Posted on 03/15/2005 6:29:59 PM PST by marron
A party at a hacienda 40 kilometers from Brasilia. Thirty leftist FARC supporters. The announcement of a $5 million dollar donation by the Colombian guerrillas to the Workers Party (PT). A six hour party that ended in a festive forró(a popular dance).
The details of the last Brazilian dance rest in the archives of the Brazilian Intelligence Agency (Abin). The report that describes the party and the announcement on April 25, 2002, catalogued by the number 0095/3100 and stamped secret, is the paper on which is based the latest investigation published by the magazine Veja.
The publication put the Brazilian government on alert. And although the office of Lula da Silva member of PT has not given an official version of the story, the Correo Braziliense published that they were preparing an official response to the article.

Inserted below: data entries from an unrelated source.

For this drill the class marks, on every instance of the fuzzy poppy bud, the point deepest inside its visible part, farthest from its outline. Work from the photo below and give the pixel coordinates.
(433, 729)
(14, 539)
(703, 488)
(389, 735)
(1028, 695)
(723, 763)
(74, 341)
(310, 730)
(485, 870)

Veja printed that, in only one sheet and divided in three paragraphs, the document informs that on April 13, 2002, a group of leftists organized a festive political meeting at a hacienda. At this meeting the priest Oliverio Medina, who acted as a kind of ambassador for the FARC, announced the $5 million dollar donation to the PT campaign. The undercover agent described in the document that the news was greeted by applause, less than six months before the elections that would carry Lula to the presidency.
The supposed PT-FARC relationship is nothing new. The PT president, José Genoino Neto, in a communique that denied the Veja story, claimed that in the elections of 2002, José Serra who was then candidate for the PSDB party, also went down this road. The Superior Electoral Tribunal considered it then an empty charge.
According to sources close to Abin [Brazilian Intelligence], quoted by Correo Braziliense, the document exists, but it is a report: information that circulated in the agency with the possibility of becoming an investigation, which didnt happen for lack of evidence.
The directors of Abin and members of the Security Cabinet met over the weekend to study how the government would respond to the charges. General Jorge Armando Félix, Minister of Institutional Security, appears today before a legislative commission to deny the authenticity of the documents concerning the supposed PT-FARC nexus.
Brazil/FARC ping. It just keeps getting better all the time.
Whatever deal FARC thinks they've got with the guy, odds are he'll betray them the second it makes him or his cronies some bucks!
The Brazilian people deserve good leadership. The country is potentially very rich.
How about the latest info on the three IRA terrorist who escaped from Colombia camping in Venezuela?
I didn't see that...
What is really scary is that Brazil could probably have a nuclear capability within a few years. They were close to developing nuclear weapons in the 1970's and 1980's and still possess much of the equipment and research from that time. All we need is someone like Chavez with some nuclear weapons.
Thanks Marron - what an amazing story!